Les enfants partent à l'aube de Manon Coubia

Une oeuvre forte et puissante, tout en retenue, qui porte un regard sensible sur la relation complexe, ténue et intime, entre une mère et son fils devenu chasseur alpin, peut-être sur le point de partir au combat. A travers cette dernière journée qu'ils passent ensemble, on devine l'inévitable douleur de la séparation à laquelle doit s'ajouter l'angoisse de la disparition.

(Fool time) job de Gilles Cuvelier

Gilles Cuvelier propose une fable clinique et désespérée sur un homme contraint d'accepter un travail terrifiant pour nourrir sa famille. Sa mise en scène ultra précise et son sens aigu de l'ellipse permettent d'avancer implacablement vers un trouble de plus en plus palpable. L'épure du récit, le choix du noir et blanc et l'actualité brûlante du contexte social du film lui confèrent une dimension quasi prophétique qui n'en est que plus glaçante.

Hédi et Sarah de Yohan Manca


À quel moment une histoire d’amour bascule-t-elle dans l’obsession malsaine ? Construit en deux volets, qui adoptent chacun le point de vue d’un des personnages, le film explore le mécanisme et les conséquences de ce qui, d'un amour déçu, se mue en harcèlement violent. Entre cet homme qui se transforme en bourreau, et cette femme qui refuse de se vivre en victime, se joue alors une tragédie vibrante, portée par deux comédiens exceptionnels, Judith Chemla et Thomas Scimeca.

Orogenesis de Boris Labbé

Orogenesis fait de nous les témoins de la genèse du monde en reproduisant à l'écran le processus supposé de la création des montagnes. On est tout simplement fasciné, incapable de détacher nos yeux de ces mouvements incessants des plaques qui s'étendent et se contractent dans une transe hallucinatoire. Le son, magnifiquement travaillé par Daniele Ghisi, apporte une résonance physique quasi intime à ce qui n'est rien moins que le dévoilement (bouleversant) de nos origines à tous.

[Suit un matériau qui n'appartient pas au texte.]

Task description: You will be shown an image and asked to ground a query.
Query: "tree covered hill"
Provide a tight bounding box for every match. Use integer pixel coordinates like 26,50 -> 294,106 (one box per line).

Le visage de Salvatore Lista


C’est l’histoire d’une fascination. Celle d’un homme pour une femme rencontrée par hasard, mais aussi celle du réalisateur pour une actrice, puis peu à peu celle du spectateur pour un personnage. On ne peut s’empêcher de penser que ce film n’aurait pu exister sans Solene Rigot, qui est de tous les plans, et se livre à la caméra en un abandon sacrificiel. On est tout aussi captivé par les contours de cette fascination que par celle qui l’exerce si mystérieusement. Comme s’il fallait se dépêcher de capter cet indescriptible aura avant qu’il ne disparaisse.